As Joan McCarter of the Daily Kos reports, Iowa Senate candidate Joni Ernst is the latest entrant in the Tea Party's shoot-from-the-lip style of Zany Campaign Rhetoric. McCarter reports that, in responding to an Iowa State Legislative Candidates survey for Ron Paul's libertarian-aligned Campaign for Liberty in 2012, she came out in favor of "nullification," a legislative device in which a state legislature votes to nullify a federal statute. In this case, she would have Iowa nullify Obama Care and authorize local Iowa law enforcement to arrest federal officials attempting to implement it.

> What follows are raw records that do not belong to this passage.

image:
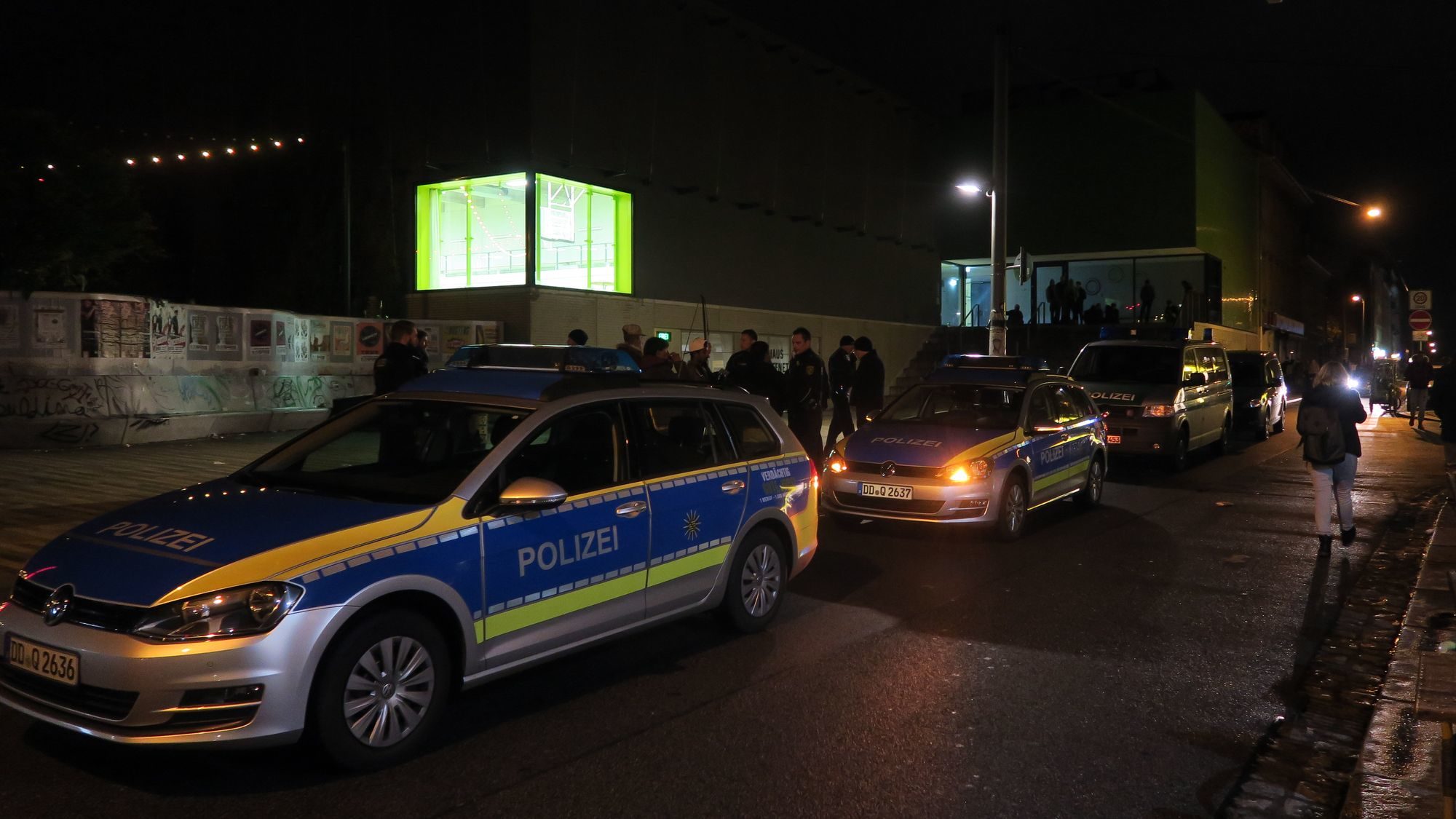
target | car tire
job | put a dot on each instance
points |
(1179, 461)
(366, 727)
(1011, 513)
(1091, 494)
(758, 582)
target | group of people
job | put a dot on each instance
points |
(851, 384)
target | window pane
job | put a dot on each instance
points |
(582, 454)
(583, 237)
(395, 452)
(472, 234)
(749, 433)
(676, 438)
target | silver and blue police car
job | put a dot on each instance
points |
(982, 440)
(486, 518)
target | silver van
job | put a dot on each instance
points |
(1163, 398)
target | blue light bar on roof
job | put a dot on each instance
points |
(544, 357)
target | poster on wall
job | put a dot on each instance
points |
(168, 331)
(371, 340)
(320, 340)
(487, 333)
(199, 340)
(260, 339)
(455, 337)
(341, 341)
(49, 328)
(226, 334)
(9, 327)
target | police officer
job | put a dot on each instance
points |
(807, 394)
(841, 378)
(400, 362)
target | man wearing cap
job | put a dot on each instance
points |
(633, 341)
(695, 368)
(841, 378)
(869, 394)
(807, 395)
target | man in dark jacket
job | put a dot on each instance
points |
(400, 362)
(807, 395)
(841, 378)
(1419, 379)
(869, 394)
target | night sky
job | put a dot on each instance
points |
(1359, 92)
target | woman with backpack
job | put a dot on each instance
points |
(1332, 445)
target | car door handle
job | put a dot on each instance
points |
(633, 509)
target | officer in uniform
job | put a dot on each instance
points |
(807, 394)
(842, 378)
(400, 362)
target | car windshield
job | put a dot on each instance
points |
(959, 405)
(1126, 363)
(410, 452)
(1247, 372)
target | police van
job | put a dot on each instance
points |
(985, 439)
(483, 519)
(1164, 394)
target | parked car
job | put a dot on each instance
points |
(982, 440)
(1163, 397)
(1260, 394)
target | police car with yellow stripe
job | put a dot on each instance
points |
(982, 440)
(486, 518)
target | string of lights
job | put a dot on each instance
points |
(143, 159)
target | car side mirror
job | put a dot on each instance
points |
(531, 494)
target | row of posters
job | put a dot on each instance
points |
(135, 328)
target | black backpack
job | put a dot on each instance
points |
(1321, 435)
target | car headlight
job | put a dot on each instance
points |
(234, 612)
(968, 471)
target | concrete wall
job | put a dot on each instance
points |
(85, 369)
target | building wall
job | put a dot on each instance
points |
(1227, 206)
(762, 175)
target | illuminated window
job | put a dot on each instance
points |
(471, 234)
(583, 237)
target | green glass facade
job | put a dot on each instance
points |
(475, 234)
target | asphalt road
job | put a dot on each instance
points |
(1122, 662)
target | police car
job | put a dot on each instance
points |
(477, 522)
(982, 440)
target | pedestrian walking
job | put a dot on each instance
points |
(633, 341)
(697, 368)
(1332, 449)
(657, 362)
(400, 362)
(1419, 379)
(841, 379)
(869, 392)
(807, 395)
(758, 375)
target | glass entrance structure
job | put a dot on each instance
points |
(523, 228)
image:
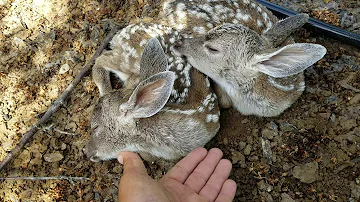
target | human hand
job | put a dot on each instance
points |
(200, 176)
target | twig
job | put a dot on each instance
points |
(64, 132)
(60, 101)
(61, 177)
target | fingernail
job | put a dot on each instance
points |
(121, 159)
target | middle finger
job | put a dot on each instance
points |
(203, 171)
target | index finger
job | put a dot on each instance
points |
(181, 171)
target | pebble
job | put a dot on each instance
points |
(64, 68)
(347, 123)
(242, 145)
(331, 99)
(268, 133)
(287, 127)
(53, 157)
(263, 186)
(237, 157)
(286, 198)
(306, 173)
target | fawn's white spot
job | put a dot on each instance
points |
(259, 23)
(207, 82)
(259, 9)
(206, 7)
(279, 86)
(187, 112)
(199, 30)
(143, 42)
(242, 16)
(212, 118)
(211, 106)
(201, 109)
(180, 66)
(301, 86)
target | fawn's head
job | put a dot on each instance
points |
(236, 53)
(115, 117)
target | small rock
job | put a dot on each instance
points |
(267, 196)
(53, 157)
(23, 159)
(348, 124)
(247, 150)
(306, 173)
(64, 68)
(331, 99)
(263, 186)
(71, 126)
(287, 127)
(286, 198)
(237, 157)
(268, 133)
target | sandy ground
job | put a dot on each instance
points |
(314, 145)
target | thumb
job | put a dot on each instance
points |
(132, 162)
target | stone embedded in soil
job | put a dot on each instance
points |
(306, 173)
(237, 157)
(268, 133)
(286, 198)
(347, 123)
(53, 157)
(263, 186)
(265, 144)
(64, 68)
(287, 127)
(355, 99)
(247, 150)
(23, 159)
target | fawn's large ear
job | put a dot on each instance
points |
(150, 96)
(153, 59)
(289, 60)
(283, 28)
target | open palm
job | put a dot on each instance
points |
(200, 176)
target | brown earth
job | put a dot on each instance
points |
(309, 153)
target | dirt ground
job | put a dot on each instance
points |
(309, 153)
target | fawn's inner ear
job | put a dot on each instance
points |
(149, 93)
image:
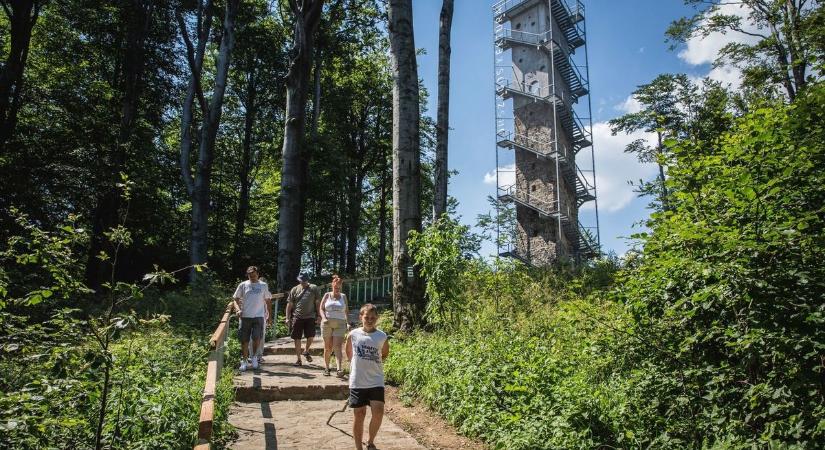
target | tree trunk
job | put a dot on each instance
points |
(382, 218)
(209, 133)
(356, 195)
(664, 192)
(22, 15)
(246, 167)
(198, 186)
(138, 18)
(408, 292)
(316, 96)
(443, 112)
(295, 159)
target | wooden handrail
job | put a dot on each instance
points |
(213, 370)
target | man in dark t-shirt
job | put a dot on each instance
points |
(302, 313)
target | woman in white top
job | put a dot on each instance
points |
(334, 324)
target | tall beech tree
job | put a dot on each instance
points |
(137, 17)
(408, 291)
(295, 157)
(198, 185)
(782, 50)
(22, 15)
(443, 111)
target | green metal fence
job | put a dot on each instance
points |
(368, 290)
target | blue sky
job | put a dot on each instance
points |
(626, 48)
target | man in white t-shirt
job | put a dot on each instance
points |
(367, 349)
(254, 303)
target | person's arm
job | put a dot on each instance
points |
(318, 315)
(346, 311)
(323, 308)
(385, 350)
(237, 299)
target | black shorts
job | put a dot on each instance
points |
(363, 397)
(305, 327)
(251, 327)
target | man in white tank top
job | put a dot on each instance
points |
(367, 348)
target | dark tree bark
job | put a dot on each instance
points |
(408, 292)
(198, 186)
(251, 110)
(382, 217)
(442, 128)
(295, 159)
(22, 15)
(137, 15)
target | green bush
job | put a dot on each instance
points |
(728, 293)
(51, 389)
(712, 336)
(533, 371)
(55, 360)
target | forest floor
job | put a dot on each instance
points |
(427, 427)
(279, 406)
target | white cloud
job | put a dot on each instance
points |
(614, 167)
(506, 174)
(704, 50)
(727, 75)
(630, 105)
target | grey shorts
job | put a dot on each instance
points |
(251, 327)
(334, 328)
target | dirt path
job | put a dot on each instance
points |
(427, 427)
(279, 406)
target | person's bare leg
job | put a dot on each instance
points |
(327, 350)
(337, 345)
(358, 426)
(297, 349)
(377, 410)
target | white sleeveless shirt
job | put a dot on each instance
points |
(366, 367)
(334, 307)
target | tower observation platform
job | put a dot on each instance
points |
(545, 168)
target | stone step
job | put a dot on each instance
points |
(300, 425)
(277, 379)
(286, 346)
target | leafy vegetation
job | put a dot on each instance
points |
(114, 374)
(710, 336)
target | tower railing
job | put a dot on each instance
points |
(541, 205)
(506, 37)
(539, 146)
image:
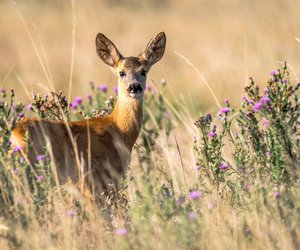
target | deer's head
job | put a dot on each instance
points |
(131, 71)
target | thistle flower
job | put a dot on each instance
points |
(195, 195)
(102, 88)
(224, 166)
(70, 213)
(212, 134)
(265, 99)
(17, 149)
(116, 90)
(121, 232)
(257, 106)
(41, 157)
(40, 177)
(192, 216)
(225, 110)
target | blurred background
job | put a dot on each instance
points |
(227, 41)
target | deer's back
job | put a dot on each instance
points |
(90, 147)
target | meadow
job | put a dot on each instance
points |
(216, 165)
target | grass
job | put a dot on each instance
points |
(238, 189)
(225, 180)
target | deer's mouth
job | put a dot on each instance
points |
(135, 89)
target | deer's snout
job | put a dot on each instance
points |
(135, 89)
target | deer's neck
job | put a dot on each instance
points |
(128, 117)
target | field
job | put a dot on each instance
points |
(216, 165)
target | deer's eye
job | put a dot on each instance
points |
(143, 72)
(122, 73)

That such a zany position would be held by a Tea Party candidate comes as no surprise. Whenever Tea Party ideologues fail to get there own way, they invariably come up with extreme measures to impose their minority views. Not only do they not play well with others, but they are also repeatedly willing to sacrifice patriotism in the name of ideological zaniness. So what if the Civil War was fought, among other things, to prevent Southern States from nullifying antislavery statutes? Super Patriot Ernst apparently has no time for historical context or for devising reasonable solutions that would preserve rather than tear down our nation.
Proving that consistency is the hobgoblin of little minds, as Emerson once said, Ernst also advocated for nullification last fall when, according to McCarter, she told the Iowa Faith & Freedom Coalition that Congress should not pass any laws "that the states would consider nullifying."
Never mind that Ernst is a state legislator supposedly knowledgeable in the messy art of lawmaking. That nullification of federal statutes by states is not legally permissible is immaterial. What matters most to Ernst--and other Tea Party candidates who hold similar irrational and divisive views, is that she march in lock-step with her benefactors--the anti-patriots known as the Koch Brothers, whose Americans for Prosperity PAC has long supported adoption of nullification.
Of course, promoting a strong America has never been one of the Koch's strong points. In fact, as recently documented by Tim Dickinson in the September-24th issue of Rolling Stone magazine, these two, holier-than-thou multibillionaires have a consistent history of financial and environmental fraud. Small wonder, then, that they would attract candidates like Ernst who are willing to resort to any means--legal or otherwise--to get what they want.